なぜ教団への恨みが元首相の襲撃につながったのか。教団と家族との関係、本人への影響も丁寧に解明していく必要がある。
事件は、宗教2世の人権侵害など深刻な問題を突き付けた。犯行に至った心の闇に迫り、真相を明らかにしなければならない。
安倍晋三元首相銃撃事件で奈良地検は13日、殺人などの罪で山上徹也容疑者を起訴した。
戦後で首相経験者が殺害された例はなく、事件は社会に大きな衝撃を与えた。
捜査は容疑者の起訴で大きな節目を迎えた。裁判は裁判員裁判で審理される見通しだ。
安倍氏は昨年7月8日、奈良市の近鉄大和西大寺駅前で参院選の演説中に銃撃され死亡した。山上被告はその場で逮捕された。

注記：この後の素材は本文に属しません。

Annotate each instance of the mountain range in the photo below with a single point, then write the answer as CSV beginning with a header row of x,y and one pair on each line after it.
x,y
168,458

被告は、世界平和統一家庭連合(旧統一教会)に恨みを抱き、事件を起こしたとされる。
しかし、銃撃に至った詳細な動機については明らかになっていない部分も多い。裁判では被告本人の証言を丁寧に引き出し、真相究明につなげてほしい。
捜査関係者などによると、被告の母親は1991年ごろに教団に入信し総額約1億円を献金した。
被告は「多額の寄付で家庭が崩壊した。(教団を韓国から)招き入れたのが岸信介元首相。だから(孫の)安倍氏を殺した」と供述している。
安倍氏は旧統一教会の友好団体が開いた国際イベントにビデオメッセージを寄せており、被告は安倍氏を「現実世界で最も影響力を持つ統一教会シンパの一人」と捉えていた。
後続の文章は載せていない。